COLUMBUS — Ohio State University announced plans Friday to lease school parking operations for $483 million to an Australian company over a 50-year contract the university says will raise billions in investment earnings to support its academic programs.
The recommendation to lease the parking operations to Queensland, Australia-based QIC Global Infrastructure goes before university trustees later this month. The university would maintain ownership of its parking garages and spaces, which total more than 35,000 spaces. The company’s U.S. partner in the deal would be Hartford, Conn.-based LAZ Parking.
Taking the parking operation private would provide $3.1 billion in investment earnings to hire more faculty, provide more student aid, support the arts and humanities and pay for the university’s bus services, the university said.
QIC’s bid would cap annual parking rate increases at 5.5 percent for the contract’s first 10 years. After that, increases fall to the lower of either 4 percent or the rate of inflation.
“Moving forward with this agreement would be one component of an overarching strategy to strengthen our faculty, students, and programs by generating new funding,” said Provost Joseph Alutto.
Ohio State President Gordon Gee has argued for months that the lease is necessary to provide revenue for Ohio State at a time of declining public funding.
Other universities have turned their parking operations over to private companies. Ohio State’s proposal is unique because of the size of the upfront payment and the length of the contract, said Geoff Chatas, the university’s chief financial officer.

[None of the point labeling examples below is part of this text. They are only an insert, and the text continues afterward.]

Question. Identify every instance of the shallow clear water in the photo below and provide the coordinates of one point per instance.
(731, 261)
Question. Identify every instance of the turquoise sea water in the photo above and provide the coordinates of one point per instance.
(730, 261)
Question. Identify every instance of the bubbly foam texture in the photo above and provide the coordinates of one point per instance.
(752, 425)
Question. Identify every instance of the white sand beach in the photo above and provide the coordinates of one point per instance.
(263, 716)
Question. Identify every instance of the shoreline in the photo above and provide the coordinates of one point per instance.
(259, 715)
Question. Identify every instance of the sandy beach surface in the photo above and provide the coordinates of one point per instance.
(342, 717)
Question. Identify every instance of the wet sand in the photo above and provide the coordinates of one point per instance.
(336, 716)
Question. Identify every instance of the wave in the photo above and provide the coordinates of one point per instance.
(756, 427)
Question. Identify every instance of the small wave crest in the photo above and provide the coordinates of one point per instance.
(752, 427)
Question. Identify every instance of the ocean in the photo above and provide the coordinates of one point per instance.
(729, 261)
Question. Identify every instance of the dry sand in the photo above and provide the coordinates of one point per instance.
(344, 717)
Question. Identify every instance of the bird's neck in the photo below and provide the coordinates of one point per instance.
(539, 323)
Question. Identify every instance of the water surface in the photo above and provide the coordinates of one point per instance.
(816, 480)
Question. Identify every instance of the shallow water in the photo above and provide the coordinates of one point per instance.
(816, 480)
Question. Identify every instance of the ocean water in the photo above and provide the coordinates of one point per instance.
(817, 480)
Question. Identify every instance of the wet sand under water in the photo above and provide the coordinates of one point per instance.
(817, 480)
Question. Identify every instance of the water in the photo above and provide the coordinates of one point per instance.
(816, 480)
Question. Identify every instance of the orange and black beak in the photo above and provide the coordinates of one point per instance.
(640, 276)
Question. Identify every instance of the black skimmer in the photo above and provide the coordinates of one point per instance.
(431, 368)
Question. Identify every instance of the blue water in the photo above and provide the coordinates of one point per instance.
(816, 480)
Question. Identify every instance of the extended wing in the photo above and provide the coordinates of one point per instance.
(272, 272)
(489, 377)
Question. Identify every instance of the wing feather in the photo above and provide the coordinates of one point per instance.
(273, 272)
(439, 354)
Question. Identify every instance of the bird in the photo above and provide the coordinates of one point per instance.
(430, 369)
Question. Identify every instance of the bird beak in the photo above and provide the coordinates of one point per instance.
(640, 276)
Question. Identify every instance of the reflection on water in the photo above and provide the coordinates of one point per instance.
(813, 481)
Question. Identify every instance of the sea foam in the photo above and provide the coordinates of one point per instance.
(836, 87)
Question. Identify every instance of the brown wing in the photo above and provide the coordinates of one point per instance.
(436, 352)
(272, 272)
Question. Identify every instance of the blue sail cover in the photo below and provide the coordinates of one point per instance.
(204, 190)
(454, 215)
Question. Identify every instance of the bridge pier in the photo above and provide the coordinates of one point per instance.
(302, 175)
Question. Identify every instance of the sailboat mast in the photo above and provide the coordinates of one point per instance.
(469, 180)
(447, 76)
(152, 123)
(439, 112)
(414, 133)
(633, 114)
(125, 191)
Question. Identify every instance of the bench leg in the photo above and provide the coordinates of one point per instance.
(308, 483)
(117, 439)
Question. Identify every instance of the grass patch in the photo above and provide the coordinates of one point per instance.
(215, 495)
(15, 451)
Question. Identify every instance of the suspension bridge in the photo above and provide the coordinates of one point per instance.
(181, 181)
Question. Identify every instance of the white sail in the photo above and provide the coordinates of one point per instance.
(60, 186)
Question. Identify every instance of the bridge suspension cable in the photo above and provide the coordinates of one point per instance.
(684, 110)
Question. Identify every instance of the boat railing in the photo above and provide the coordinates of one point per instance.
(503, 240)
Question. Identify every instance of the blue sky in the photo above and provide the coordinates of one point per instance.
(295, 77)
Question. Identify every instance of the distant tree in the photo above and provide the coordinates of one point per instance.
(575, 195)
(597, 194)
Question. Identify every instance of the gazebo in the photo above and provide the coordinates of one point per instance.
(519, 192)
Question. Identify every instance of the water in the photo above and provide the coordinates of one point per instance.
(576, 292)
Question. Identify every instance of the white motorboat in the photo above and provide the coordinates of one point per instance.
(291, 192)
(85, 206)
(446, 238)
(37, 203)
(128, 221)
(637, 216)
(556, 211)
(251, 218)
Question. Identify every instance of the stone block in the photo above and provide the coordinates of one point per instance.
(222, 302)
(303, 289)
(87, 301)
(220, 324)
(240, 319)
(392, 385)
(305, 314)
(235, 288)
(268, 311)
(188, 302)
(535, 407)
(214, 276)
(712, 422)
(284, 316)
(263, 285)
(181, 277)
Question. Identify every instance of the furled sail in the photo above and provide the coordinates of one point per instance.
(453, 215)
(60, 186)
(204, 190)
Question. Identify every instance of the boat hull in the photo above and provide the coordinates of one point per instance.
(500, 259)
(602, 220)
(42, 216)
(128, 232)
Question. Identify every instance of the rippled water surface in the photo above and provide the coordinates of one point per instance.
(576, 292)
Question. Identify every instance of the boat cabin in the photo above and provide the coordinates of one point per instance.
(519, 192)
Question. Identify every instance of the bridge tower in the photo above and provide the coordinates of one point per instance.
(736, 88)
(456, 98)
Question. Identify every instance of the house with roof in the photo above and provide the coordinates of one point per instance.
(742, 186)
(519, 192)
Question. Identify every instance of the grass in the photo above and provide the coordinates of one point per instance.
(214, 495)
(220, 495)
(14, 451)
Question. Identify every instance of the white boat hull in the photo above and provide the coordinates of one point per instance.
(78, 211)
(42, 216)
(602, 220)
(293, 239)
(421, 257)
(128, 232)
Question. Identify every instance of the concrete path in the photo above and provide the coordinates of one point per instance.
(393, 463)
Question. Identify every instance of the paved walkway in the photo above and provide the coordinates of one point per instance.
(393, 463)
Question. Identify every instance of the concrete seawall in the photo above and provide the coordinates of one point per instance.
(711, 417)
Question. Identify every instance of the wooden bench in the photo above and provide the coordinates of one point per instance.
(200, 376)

“We have to continue to make sure that this university is a place that the American dream can live on for our young people, that they can attend Ohio State without going into huge debt,” Chatas said.
When the university started looking at operations that weren’t directly related to Ohio State’s core academic missions, parking made the list early, Chatas said.
Faculty groups on campus have voted in favor of the idea, but individual critics worry the university could lose money over the length of the contract.
“Parking revenues are dependable,” said Paul Beck, an Ohio State political science professor who has opposed privatization. “Returns on investment fluctuate over time.”
Universities have been privatizing non-academic functions for decades, starting with food operations, then spreading into campus bookstores and even dormitory operations. Parking is likely the next edge of that movement, said Matthew Hamill, senior vice president at the National Association of College and University Business Officers.
More than one in three universities in 2011 were considering privatizing operations for short-term revenue, and more than four in 10 were looking at privatization for long-term revenue, according an Association of Public and Land-Grant Universities survey of 81 research universities plus six university systems.
The survey’s consensus was that costs can no longer be passed onto students and incremental measures aren’t enough, said APLU associate vice president Christine Keller.
“It’s the sense we can no longer tinker around the edges, but we need to do some new and innovative things to help control the costs, to increase revenues,” she said.